Bad Ideas Minors who Commit Violent Crimes should not have their Names Reported in the Media

This idea of publishing the names of under aged violent criminals takes some thought about media distortion, racial hatred that has escalated to the point of murder, and community hysteria. The first thought is the lack of justice that many juveniles get. The innocent are often swept up with the guilty in the press just as they are on the streets by police who hate them and their communities.

The idea of publishing the names of abusive and predatory adults who commit crimes against children sounds much better. The idea of publishing juvenile names is one of dysfunctional community hysteria that appears to be the fault of the mainstream media. Publishing the name of under aged minors is one of the worst and most dangerous ideas ever, given the racial bias that would surely be involved.

The media distorts the news about violent youth:

According to Harvard’s Neiman Reports. Television news is cited for the most aggressive rise in crime coverage. As a result, the population came to believe that juvenile violent crime is growing and is out of control. This orchestrates mass hysteria and communities that are far more likely to approve of disastrous programs like publicly labeling children as violent criminals. 

In the 1990s, juveniles were only responsible for 15 percent of the crimes and homicide is least common anti social behavior among juveniles. Yet local television and news insists on making it look as if the youth of America and other countries are out of control and raging through the streets.

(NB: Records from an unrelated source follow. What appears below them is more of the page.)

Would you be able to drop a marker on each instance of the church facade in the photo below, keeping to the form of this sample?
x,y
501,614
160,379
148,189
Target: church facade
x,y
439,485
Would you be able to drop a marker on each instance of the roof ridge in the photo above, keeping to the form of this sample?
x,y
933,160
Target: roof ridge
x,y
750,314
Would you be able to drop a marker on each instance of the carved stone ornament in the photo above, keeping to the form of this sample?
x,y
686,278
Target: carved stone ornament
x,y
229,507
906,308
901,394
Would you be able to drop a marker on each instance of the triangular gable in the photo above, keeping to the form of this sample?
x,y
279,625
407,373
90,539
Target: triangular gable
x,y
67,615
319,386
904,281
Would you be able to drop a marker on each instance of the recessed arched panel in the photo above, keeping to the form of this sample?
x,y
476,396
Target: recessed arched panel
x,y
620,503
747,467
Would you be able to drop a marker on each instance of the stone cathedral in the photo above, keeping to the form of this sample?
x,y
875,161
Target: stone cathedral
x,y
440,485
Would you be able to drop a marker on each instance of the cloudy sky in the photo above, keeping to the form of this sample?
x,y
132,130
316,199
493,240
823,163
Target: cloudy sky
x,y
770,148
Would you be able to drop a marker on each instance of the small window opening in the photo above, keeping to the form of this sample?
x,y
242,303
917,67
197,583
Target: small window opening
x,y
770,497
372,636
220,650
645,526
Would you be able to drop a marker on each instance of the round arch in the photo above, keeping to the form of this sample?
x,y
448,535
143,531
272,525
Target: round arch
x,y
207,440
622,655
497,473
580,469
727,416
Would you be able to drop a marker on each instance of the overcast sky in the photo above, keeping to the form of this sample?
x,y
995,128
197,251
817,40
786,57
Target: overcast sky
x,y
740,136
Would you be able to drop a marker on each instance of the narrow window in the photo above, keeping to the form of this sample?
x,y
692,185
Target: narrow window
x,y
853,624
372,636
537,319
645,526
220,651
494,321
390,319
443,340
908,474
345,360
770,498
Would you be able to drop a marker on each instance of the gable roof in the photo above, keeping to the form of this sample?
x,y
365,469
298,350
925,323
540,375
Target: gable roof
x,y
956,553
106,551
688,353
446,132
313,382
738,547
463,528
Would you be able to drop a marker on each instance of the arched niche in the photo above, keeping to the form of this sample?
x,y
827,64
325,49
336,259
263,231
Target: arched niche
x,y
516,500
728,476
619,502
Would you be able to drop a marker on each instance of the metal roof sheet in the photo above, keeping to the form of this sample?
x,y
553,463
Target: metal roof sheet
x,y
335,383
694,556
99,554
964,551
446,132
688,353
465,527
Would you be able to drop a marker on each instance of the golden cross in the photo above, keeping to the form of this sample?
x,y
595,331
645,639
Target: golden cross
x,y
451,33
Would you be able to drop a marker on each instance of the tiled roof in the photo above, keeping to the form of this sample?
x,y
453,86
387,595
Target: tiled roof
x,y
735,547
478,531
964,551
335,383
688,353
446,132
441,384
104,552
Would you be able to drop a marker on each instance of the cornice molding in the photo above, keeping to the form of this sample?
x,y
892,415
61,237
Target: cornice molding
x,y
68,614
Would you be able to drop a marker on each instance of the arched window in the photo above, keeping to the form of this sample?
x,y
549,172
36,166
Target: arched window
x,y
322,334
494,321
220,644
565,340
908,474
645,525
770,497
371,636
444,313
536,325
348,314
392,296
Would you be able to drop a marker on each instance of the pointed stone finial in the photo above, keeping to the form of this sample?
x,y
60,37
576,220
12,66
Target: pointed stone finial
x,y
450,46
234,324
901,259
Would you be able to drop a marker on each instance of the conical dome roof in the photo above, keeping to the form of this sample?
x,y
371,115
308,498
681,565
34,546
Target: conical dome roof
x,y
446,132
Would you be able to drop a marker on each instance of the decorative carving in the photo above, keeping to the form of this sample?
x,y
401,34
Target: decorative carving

The National Bureau of Crime Statistics and Research made two more recent conclusions. Over the long term, there has been an 18 percent increase in crime between 2001 and 2011. Property crimes by juveniles did not increase. Over the short term, between January 2010 and December 2011, juvenile violent crime went down by 5.8 percent and property crimes decreased by 13 percent. Yet the media continues to report increases in juvenile violent crime.

The media also goes out of its way to portray children of color, particularly Black, South Asian and Latino, far more often than they portray white violent juvenile criminals. This gets the population worked up with an “us versus them” mentality. Publishing the identity of juveniles will translate to more revenue for the mainstream media while adult predators will be able to track juveniles down and murder them in cold blood. With the rise in “stand your ground” laws, plus the bias in how those laws are prosecute, predatory killers will be able to claim self defense after they track down and kill the tagged youths.

Neiman Reports studied the matter as early as 1998 and concluded that, “In ‘false images? The News Media and Juvenile Crime,’ a report we issued last year, we examined in-depth the question of whether the news media ‘accurately portrayed the reality of juvenile crime.’ With some notable exceptions, our findings suggest that “while juvenile delinquency and violence are often treated as epidemic by the news media, this is not supported by the facts.…this media firestorm has either created or reinforced a public impression that juvenile crime is rampant and a major threat to the safety of the community….(and) slight increases in juvenile crime have been blown out of proportion….while reductions in juvenile violence have frequently gone unreported.” 

In summary, there is a sick and ominous agenda behind releasing the identities of under aged violent criminals. The media will make more money, of course, but innocent juveniles will be swept up to become walking targets for unstable and violent adult predators. After all, the children, most of whom will be non white, will have been tagged as criminals. Even one count of juvenile crime allows the courts, social predators and police to consider their lives as expendable.

The greater horror will come when, not if local law enforcement publicly tags an innocent child as a violent offender and another George Zimmerman is set loose with a gun.